Nishijima Roshi, affectueusement surnommé Gudô (« voie de l’imbécile »), était un personnage étonnant : diplômé de la prestigieuse Université de Tokyo, petit homme trottinant d’un pas alerte et infatigable dans les rues de la capitale japonaise, consultant d’une grande entreprise, auteur de nombreux ouvrages sur le Zen et l’œuvre de Dôgen, il est surtout connu en Occident pour sa pratique d’un Zen épuré et ses nombreux disciples atypiques.
Né au lendemain de la Première Guerre mondiale, jeune étudiant brillant, il pratique avec le vieux Sawaki Kodo, qui, refusant la sclérose des monastères et accueillant un public laïque très divers, traîne son dojo de l’escargot d’hôtel en auberge. Il impressionne le jeune Nishijima par ses prêches cinglants et la majesté silencieuse de son assise, et ce dernier se convertit absolument à la réalité du zazen, le zen où l’on ne fait ni ne fabrique rien, le zen qui libère des enfers et des mirages du paradis. Il visite souvent Antaïji, où le vieux maître s’installe avec une poignée de disciples rebelles. À la mort de ce dernier, il décide de pratiquer sous la direction d’un autre grand personnage du zen, Niwa Rempo, qui est très admiratif face à ce cadre d’une grande entreprise japonaise portant le kesa au-dessus de son costume-cravate et s’asseyant avec détermination, et dit aux prêtres qui l’entourent : voilà un vrai Bouddha. Il décide de l’ordonner moine puis l’invite à Eiheiji pour lui donner la transmission du Dharma en décembre 1977. Dans les années 80, Gudô ouvre son dojo de Tokyo et, accompagné de la nonne Taïjun, reçoit de nombreux Occidentaux dans son bureau, où il les invite à s’asseoir. Souvent pour presque rien et avec pour seule obligation celle de venir pratiquer de bon matin. Nombre d’Américains et d’Européens se joignent à lui et parfois se réunissent au temple de Niwa, le Tokein, pour de plus longues retraites.

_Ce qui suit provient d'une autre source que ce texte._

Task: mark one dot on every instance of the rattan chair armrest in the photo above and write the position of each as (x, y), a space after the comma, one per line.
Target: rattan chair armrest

Le zazen à la lueur de la science moderne
Son approche du zen est très largement fondée sur les trois philosophies et la réalité ultime qu’il reconnaît comme une part constitutive de la pensée de Dôgen : la première est la perception idéaliste et spiritualiste travaillée par le sujet (l’insatisfaction ou noble vérité de la souffrance), la deuxième consiste en une perception matérialiste et objective (le désir) et la troisième intègre et dépasse les deux précédentes (l’extinction). Cependant, c’est la réalité ultime qui est ineffable et au-delà du langage et des théories qui constituent le chemin octuple dans le bouddhisme. Cette compréhension s’enracine aussi dans sa compréhension du zazen à la lueur de la science moderne et de ses découvertes : il voit dans l’assise dépouillée et nue une façon de réguler le système nerveux autonome, de l’équilibrer et y voit la réalisation de cet abandon du corps et de l’esprit, dont Dôgen fait état. Il ne nie pas l’existence de Dieu qu’il voit dans la réalité même de l’univers tel quel et non hors de lui. Pour lui, pratiquer le zazen, le zen assis, c’est devenir Bouddha, c’est-à-dire vivre et réaliser la réalité même du monde dans sa vie.

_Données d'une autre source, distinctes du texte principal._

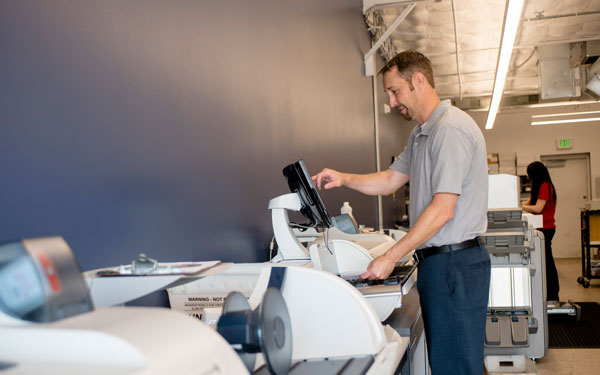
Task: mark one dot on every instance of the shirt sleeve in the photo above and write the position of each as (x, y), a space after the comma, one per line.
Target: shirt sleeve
(402, 163)
(544, 193)
(451, 156)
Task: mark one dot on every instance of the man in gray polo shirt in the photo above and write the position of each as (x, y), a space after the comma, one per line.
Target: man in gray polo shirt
(446, 163)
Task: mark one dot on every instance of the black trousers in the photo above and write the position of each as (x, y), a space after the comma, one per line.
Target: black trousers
(552, 286)
(454, 289)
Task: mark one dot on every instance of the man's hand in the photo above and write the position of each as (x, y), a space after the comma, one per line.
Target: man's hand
(379, 268)
(330, 178)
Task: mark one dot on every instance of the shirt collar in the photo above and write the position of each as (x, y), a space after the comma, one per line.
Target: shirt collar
(435, 116)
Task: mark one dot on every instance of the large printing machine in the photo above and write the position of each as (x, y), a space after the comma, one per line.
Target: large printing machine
(293, 316)
(319, 245)
(52, 320)
(516, 326)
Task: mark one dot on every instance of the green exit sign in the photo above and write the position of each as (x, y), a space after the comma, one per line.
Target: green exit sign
(564, 143)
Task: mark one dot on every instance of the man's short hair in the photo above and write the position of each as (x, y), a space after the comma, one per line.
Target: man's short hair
(408, 63)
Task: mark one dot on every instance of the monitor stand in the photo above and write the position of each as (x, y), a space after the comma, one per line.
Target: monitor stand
(290, 249)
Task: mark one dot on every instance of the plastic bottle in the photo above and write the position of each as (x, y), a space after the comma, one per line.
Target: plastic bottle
(346, 209)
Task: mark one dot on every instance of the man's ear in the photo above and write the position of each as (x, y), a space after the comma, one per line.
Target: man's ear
(418, 79)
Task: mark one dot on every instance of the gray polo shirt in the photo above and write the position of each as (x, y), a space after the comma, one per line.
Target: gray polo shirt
(447, 154)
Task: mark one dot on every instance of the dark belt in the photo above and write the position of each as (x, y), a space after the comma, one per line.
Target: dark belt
(421, 254)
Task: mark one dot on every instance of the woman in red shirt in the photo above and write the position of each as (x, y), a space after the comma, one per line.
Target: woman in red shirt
(543, 201)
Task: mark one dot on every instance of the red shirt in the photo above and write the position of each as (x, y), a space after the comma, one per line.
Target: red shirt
(546, 193)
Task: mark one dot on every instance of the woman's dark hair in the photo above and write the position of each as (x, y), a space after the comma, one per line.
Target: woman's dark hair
(538, 174)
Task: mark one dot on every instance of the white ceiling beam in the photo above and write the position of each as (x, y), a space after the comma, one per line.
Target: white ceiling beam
(372, 5)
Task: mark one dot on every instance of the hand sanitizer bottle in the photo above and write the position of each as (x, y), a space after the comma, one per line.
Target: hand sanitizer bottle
(346, 209)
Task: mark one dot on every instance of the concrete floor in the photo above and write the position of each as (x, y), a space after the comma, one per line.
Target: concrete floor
(572, 361)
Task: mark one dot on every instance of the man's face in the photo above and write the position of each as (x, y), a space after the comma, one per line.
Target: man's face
(402, 94)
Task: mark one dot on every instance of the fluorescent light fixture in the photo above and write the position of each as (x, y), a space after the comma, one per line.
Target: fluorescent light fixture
(565, 121)
(565, 114)
(511, 24)
(565, 118)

Soucieux de sortir le zen de son antre institutionnel, il prend l’initiative de transmettre le Dharma à de nombreux Occidentaux. Mike Eido Luetchford, le traducteur du Shobogenzo, Mike Chodo Cross qui étudie et pratique avec lui de nombreuses années, le musicien et prolifique auteur Brad Warner, le juriste Jundo Cohen et Nissim Amon comptent parmi les plus connus. Il transmettra également ce Dharma à plusieurs Français dont Jean-Marc Tenryu Bazy, l’auteur et activiste Eric Jiun Rommeluère, Michel Yudo Proulx et la Belge Nicole de Merkline. Toutes ces transmissions, bien que non officielles, sont reconnues et respectées par les autorités du zen soto japonais.
Pour lui, pratiquer le zazen, le zen assis, c’est devenir Bouddha, c’est-à-dire vivre et réaliser la réalité même du monde dans sa vie.

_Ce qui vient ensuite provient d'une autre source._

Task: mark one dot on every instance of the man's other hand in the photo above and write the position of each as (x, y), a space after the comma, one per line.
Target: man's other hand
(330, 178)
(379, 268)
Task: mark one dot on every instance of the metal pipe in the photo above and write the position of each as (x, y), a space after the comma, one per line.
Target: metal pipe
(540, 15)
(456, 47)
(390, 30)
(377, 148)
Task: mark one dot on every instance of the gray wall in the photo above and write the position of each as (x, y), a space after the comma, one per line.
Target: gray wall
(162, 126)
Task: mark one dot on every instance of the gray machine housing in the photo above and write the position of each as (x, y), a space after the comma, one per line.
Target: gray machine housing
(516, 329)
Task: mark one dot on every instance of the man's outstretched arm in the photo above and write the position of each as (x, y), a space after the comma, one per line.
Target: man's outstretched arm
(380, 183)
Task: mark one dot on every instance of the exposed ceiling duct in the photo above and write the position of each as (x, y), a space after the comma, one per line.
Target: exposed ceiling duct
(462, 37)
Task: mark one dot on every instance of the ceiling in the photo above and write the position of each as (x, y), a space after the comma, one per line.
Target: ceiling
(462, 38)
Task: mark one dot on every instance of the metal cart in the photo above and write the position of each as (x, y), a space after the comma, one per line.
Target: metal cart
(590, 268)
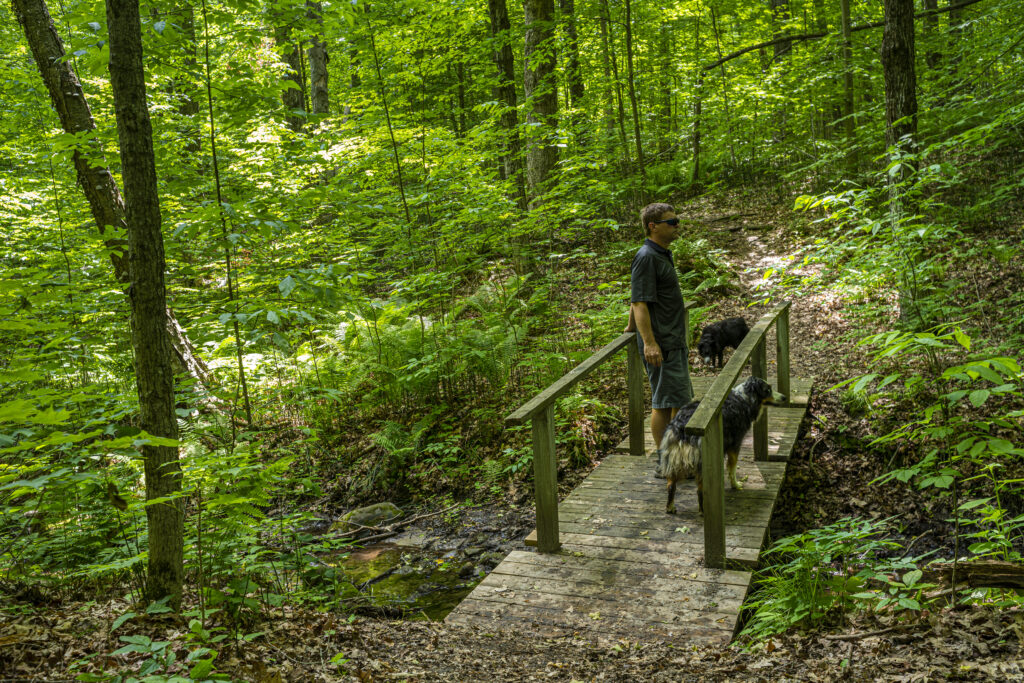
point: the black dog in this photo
(719, 336)
(682, 453)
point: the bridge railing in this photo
(540, 412)
(707, 421)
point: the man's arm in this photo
(640, 316)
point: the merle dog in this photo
(719, 336)
(682, 452)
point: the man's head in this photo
(659, 222)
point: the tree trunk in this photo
(96, 181)
(897, 69)
(154, 375)
(542, 94)
(780, 14)
(505, 93)
(609, 117)
(619, 87)
(294, 95)
(572, 74)
(633, 95)
(901, 129)
(932, 31)
(697, 100)
(725, 87)
(353, 82)
(847, 74)
(318, 58)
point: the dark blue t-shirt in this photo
(654, 282)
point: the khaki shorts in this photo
(670, 382)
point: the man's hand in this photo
(652, 353)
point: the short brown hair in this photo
(651, 213)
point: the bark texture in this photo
(318, 59)
(572, 74)
(542, 93)
(294, 95)
(154, 375)
(897, 69)
(505, 93)
(96, 181)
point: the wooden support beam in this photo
(546, 480)
(759, 368)
(782, 354)
(635, 375)
(714, 495)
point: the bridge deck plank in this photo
(629, 570)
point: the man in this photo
(656, 315)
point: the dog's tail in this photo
(682, 459)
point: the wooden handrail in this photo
(566, 381)
(540, 411)
(707, 421)
(712, 401)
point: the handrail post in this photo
(634, 379)
(782, 352)
(546, 480)
(759, 368)
(714, 494)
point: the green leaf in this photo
(909, 603)
(979, 397)
(287, 286)
(910, 579)
(202, 669)
(121, 620)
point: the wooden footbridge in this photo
(609, 562)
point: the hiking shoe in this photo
(658, 474)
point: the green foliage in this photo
(967, 427)
(823, 572)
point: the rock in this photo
(493, 558)
(481, 539)
(372, 515)
(412, 539)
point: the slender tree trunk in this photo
(390, 130)
(697, 100)
(228, 271)
(932, 57)
(353, 82)
(512, 156)
(847, 74)
(780, 14)
(725, 88)
(619, 87)
(94, 179)
(294, 95)
(665, 35)
(154, 375)
(318, 59)
(898, 71)
(609, 117)
(542, 94)
(633, 95)
(901, 130)
(460, 72)
(573, 74)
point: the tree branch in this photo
(815, 36)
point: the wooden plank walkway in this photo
(629, 570)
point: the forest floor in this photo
(829, 478)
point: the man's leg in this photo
(659, 419)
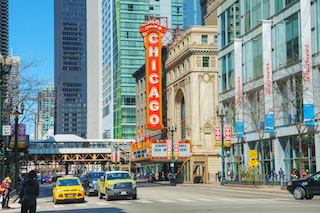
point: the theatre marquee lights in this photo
(153, 34)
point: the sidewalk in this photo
(276, 190)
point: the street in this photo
(182, 198)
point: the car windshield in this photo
(69, 182)
(118, 176)
(95, 175)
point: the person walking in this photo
(281, 173)
(231, 175)
(219, 175)
(5, 186)
(29, 192)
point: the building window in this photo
(216, 39)
(266, 9)
(257, 56)
(223, 30)
(292, 38)
(205, 61)
(130, 7)
(278, 5)
(247, 16)
(230, 24)
(256, 13)
(141, 114)
(204, 39)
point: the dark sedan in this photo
(90, 182)
(306, 188)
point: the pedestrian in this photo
(281, 173)
(274, 175)
(295, 174)
(29, 192)
(219, 175)
(5, 191)
(231, 175)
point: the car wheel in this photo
(100, 195)
(309, 197)
(107, 197)
(299, 193)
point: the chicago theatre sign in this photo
(153, 34)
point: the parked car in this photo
(46, 179)
(90, 182)
(306, 188)
(68, 189)
(117, 184)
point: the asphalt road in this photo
(197, 198)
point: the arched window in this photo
(183, 115)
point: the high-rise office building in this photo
(70, 67)
(123, 53)
(44, 123)
(191, 13)
(269, 68)
(4, 27)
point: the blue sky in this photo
(31, 36)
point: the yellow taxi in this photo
(68, 189)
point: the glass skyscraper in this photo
(70, 71)
(123, 53)
(191, 13)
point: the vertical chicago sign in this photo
(153, 34)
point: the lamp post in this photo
(172, 130)
(116, 146)
(222, 115)
(5, 67)
(17, 113)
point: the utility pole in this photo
(172, 130)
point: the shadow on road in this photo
(111, 209)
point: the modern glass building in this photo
(123, 53)
(191, 13)
(46, 110)
(269, 60)
(70, 67)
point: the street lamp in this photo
(172, 130)
(5, 67)
(222, 115)
(17, 113)
(116, 146)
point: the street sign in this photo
(227, 136)
(253, 154)
(6, 130)
(253, 163)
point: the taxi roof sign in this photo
(253, 163)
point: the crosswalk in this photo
(102, 203)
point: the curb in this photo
(237, 188)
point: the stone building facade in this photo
(193, 92)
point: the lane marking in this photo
(123, 202)
(166, 201)
(203, 199)
(143, 201)
(103, 204)
(81, 205)
(186, 200)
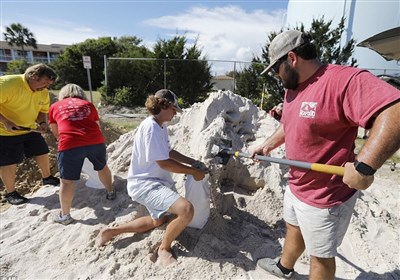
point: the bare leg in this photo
(293, 247)
(139, 225)
(7, 175)
(67, 189)
(322, 268)
(106, 177)
(44, 164)
(184, 211)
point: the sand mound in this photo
(245, 221)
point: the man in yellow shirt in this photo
(24, 104)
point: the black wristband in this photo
(364, 168)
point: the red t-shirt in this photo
(321, 120)
(76, 120)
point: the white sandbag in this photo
(93, 181)
(198, 193)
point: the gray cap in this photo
(282, 44)
(170, 96)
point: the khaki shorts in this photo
(158, 199)
(323, 230)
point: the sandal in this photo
(63, 219)
(111, 195)
(15, 198)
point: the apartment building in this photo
(43, 54)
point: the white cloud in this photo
(227, 33)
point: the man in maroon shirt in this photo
(324, 106)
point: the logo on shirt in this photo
(308, 110)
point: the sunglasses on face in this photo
(277, 65)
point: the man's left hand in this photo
(355, 179)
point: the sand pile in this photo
(245, 221)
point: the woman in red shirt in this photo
(75, 122)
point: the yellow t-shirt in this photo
(19, 104)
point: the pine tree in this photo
(20, 36)
(328, 42)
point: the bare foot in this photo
(104, 236)
(165, 258)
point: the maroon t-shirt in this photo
(77, 123)
(321, 121)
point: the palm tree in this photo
(20, 36)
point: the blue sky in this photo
(225, 30)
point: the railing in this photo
(38, 59)
(6, 58)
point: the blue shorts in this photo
(70, 162)
(158, 199)
(14, 148)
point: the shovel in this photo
(26, 129)
(319, 167)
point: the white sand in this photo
(245, 223)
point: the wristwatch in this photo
(364, 168)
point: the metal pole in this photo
(234, 76)
(105, 71)
(165, 73)
(90, 85)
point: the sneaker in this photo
(15, 198)
(270, 265)
(51, 180)
(111, 195)
(63, 219)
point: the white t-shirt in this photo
(151, 143)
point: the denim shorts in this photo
(70, 162)
(323, 229)
(158, 199)
(14, 148)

Son héritage est considérable, il consiste surtout à avoir transmis le zen hors de l’institution à une poignée de personnalités très différentes et souvent originales. On lui doit avec Mike Cross la traduction la plus fidèle du colossal Shobogenzo de Dôgen et beaucoup de cette fraîcheur et de cette diversité dont le zen est capable. Il décède très paisiblement le 28 janvier 2014 d’une pneumonie à l’hôpital. Fidèle à sa personnalité forte et déterminée, le maître refuse l’acharnement thérapeutique qui lui est proposé, choisissant de « décider seul de sa propre mort ».